Yūma studied me for a long moment, his expression unreadable. Then he turned away, checking the perimeter for additional threats.

"Replica logged the configuration," he said without looking back. "The modification, the energy routing, all of it. If anyone asks how you did that, the data will be in his archives."

Another evidence thread. Another entry in the growing collection of things that didn't make sense about Mikumo Osamu.

I let the Raygust fully depower, feeling the trion arm's protest fade to background ache. The modification had worked — I was alive because of it. But every solution created questions, and Replica never forgot anything.

"We need to keep moving," I said. "Jin's engagement is still active."

Yūma nodded once and began walking. Chika descended from her elevated position, her eyes wide as they tracked between my face and my trigger.

She didn't ask. Neither did I explain.

We moved toward the sounds of battle that still echoed across the city, and I tried not to think about what Replica's analysis would conclude.

The route to Jin's position took us through devastation.

Buildings I'd walked past during training exercises now stood as skeletal frameworks, their interiors gutted by Trion Soldier attacks. Evacuation signs pointed toward shelters that might or might not still exist. The smell of burning material mixed with something sharper — ozone from trigger discharge, the specific scent of dimensional energy being weaponized.

My trigger read thirty-five percent. The Raygust modification had cost more than I'd calculated, drawing reserves I wouldn't recover without rest I couldn't afford.

"Osamu." Chika's voice was soft through comms. "Your arm is still shaking."

I looked down. She was right — the trion arm trembled with fine vibrations that wouldn't stop regardless of conscious effort.

"Overload feedback," I said. "It'll settle."

"That modification... I've never seen anything like it."

"Neither had I, until today."

The honesty surprised me.
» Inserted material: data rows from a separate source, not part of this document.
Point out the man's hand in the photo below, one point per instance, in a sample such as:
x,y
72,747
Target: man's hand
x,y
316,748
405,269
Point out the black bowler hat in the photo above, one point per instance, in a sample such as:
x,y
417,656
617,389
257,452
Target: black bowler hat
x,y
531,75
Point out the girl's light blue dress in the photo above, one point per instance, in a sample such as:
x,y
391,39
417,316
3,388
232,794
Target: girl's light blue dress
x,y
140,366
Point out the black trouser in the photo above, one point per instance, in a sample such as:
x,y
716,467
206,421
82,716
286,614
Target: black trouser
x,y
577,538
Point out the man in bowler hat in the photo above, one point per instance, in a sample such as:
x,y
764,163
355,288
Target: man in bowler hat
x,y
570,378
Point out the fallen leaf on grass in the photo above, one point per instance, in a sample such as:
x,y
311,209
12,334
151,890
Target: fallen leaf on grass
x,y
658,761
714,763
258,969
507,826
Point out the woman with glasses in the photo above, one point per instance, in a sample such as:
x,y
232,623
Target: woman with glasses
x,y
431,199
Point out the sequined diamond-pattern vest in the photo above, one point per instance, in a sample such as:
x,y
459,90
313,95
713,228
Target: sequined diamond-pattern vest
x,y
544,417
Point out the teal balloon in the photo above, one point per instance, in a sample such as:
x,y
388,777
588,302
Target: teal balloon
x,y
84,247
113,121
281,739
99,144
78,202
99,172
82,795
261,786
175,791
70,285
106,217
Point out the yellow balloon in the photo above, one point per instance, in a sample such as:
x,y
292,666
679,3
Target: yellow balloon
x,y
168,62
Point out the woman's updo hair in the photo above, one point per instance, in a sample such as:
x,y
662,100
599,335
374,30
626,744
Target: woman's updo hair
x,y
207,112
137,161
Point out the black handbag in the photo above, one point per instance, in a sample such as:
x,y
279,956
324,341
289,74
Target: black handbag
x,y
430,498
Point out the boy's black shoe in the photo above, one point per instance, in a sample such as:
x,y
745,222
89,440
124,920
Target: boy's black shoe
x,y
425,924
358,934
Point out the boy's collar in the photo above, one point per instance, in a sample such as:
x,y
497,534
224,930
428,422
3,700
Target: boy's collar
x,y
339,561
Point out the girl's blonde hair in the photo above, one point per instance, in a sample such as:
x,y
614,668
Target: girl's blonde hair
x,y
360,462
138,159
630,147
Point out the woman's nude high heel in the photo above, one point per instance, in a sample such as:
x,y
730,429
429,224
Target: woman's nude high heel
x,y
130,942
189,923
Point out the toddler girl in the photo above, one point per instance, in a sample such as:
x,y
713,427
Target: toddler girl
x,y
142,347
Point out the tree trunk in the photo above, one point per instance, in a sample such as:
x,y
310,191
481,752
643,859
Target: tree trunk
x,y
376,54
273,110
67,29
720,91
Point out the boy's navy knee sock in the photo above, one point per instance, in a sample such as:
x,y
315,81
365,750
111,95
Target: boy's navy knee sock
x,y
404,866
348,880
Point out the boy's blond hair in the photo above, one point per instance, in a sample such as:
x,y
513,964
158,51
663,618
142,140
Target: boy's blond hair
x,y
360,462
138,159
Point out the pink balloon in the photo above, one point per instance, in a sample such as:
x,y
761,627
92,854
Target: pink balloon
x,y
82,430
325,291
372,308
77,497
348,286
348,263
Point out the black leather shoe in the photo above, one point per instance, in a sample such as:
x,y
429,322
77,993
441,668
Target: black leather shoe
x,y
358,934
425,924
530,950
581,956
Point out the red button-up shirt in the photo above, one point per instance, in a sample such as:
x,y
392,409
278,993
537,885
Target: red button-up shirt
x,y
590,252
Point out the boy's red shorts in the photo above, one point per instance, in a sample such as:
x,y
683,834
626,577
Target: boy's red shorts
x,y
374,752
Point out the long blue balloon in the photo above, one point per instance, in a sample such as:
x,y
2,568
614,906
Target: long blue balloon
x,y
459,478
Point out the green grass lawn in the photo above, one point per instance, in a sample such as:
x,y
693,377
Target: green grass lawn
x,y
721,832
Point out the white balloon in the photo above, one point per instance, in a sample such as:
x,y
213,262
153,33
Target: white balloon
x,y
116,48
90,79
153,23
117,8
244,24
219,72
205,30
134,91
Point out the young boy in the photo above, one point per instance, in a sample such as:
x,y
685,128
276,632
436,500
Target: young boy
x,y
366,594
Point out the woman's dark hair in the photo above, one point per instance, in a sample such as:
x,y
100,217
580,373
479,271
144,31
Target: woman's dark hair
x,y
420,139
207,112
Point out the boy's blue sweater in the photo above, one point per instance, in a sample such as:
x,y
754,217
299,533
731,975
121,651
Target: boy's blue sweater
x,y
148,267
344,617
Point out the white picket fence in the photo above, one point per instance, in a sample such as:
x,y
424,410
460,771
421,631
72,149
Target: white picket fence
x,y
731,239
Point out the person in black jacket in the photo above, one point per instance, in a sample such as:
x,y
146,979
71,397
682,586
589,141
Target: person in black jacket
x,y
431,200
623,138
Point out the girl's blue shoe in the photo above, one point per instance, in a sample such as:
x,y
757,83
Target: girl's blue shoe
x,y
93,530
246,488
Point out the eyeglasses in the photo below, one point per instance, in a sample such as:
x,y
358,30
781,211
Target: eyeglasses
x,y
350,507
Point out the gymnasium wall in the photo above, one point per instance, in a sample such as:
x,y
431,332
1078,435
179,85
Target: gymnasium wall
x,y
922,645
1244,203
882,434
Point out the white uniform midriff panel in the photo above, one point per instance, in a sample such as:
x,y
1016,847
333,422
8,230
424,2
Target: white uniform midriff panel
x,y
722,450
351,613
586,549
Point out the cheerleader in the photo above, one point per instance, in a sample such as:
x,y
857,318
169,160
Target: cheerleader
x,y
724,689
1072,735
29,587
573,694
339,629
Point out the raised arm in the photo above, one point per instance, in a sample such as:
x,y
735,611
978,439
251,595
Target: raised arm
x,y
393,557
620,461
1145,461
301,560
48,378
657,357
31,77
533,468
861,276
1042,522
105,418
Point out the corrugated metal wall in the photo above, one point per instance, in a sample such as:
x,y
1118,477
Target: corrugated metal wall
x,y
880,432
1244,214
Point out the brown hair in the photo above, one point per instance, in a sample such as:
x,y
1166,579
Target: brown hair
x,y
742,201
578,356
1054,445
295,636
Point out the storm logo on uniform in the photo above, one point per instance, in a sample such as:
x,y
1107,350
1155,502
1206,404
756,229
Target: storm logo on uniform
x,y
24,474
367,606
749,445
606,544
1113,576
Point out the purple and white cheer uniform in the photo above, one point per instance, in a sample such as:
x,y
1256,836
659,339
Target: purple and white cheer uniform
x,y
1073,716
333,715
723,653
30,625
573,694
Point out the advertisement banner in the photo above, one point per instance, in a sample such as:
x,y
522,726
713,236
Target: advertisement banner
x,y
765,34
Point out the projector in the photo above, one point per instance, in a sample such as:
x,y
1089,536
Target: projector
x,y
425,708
But Chika had offered to share burdens without demanding explanations, and something about her quiet presence made deflection feel wrong.

"You're different," she said. "Not just the trigger thing. You've been different since I met you. Like you know things you shouldn't, see patterns nobody else sees."

"Chika..."

"I'm not asking for answers." Her voice carried the same steadiness she'd shown on Tamakoma's steps the night before. "I just want you to know that whatever you're carrying, it doesn't change anything. You're still my captain. Still my friend."

The words landed with weight I hadn't expected. Through combat, through evidence accumulation, through the constant pressure of hidden knowledge — she was offering acceptance without conditions.

"Thank you," I said. "That means more than I can explain."

We kept moving, and the city burned around us, and somewhere ahead Jin fought enemies that could reshape reality itself.